剃度那天,剪刀绞下头发的时候,我一滴眼泪都没掉,心里甚至有一种报复般的快感。我以为只要隔绝了那些让我痛苦的人和事,只要把心封锁在经书和木鱼声中,我就能得到真正的平静。

前五年,我确实非常平静。我每天凌晨四点起床,上早课,打扫,种菜,劈柴,诵经。师父总夸我慧根深,说我心里没有杂念。那时候我也以为自己真的四大皆空了。看山是山,看水是水,看那些来寺里上香、哭诉红尘苦恼的香客,我心里只觉得他们可悲又愚痴。我以为自己已经站在了岸上,看着他们在苦海里沉浮。

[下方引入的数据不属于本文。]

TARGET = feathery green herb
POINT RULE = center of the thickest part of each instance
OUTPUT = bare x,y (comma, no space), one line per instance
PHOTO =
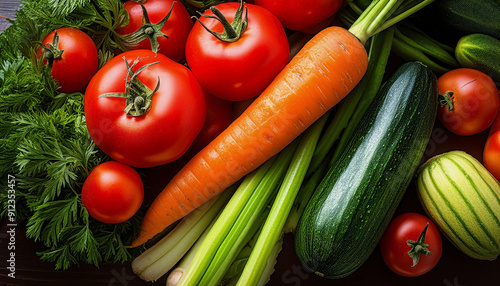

直到第七年的春天,那种刻意维持的平静,被一种近乎残酷的自然力量撕裂了。

那年寺院年久失修的大雄宝殿需要翻建,市里的一家古建修缮团队上了山。带队的是个叫陈宇的建筑师,三十岁出头,戴着一副黑框眼镜,做事极度专注沉稳。因为要确认图纸和修缮细节,我作为师父的侍者,不可避免地要经常和他接触。

起初,他对我只是客气和敬重。每次见面,他都会微微低头,称呼我一声“静慧师父”。我也只是按例合十还礼。可是,有些东西是润物细无声的。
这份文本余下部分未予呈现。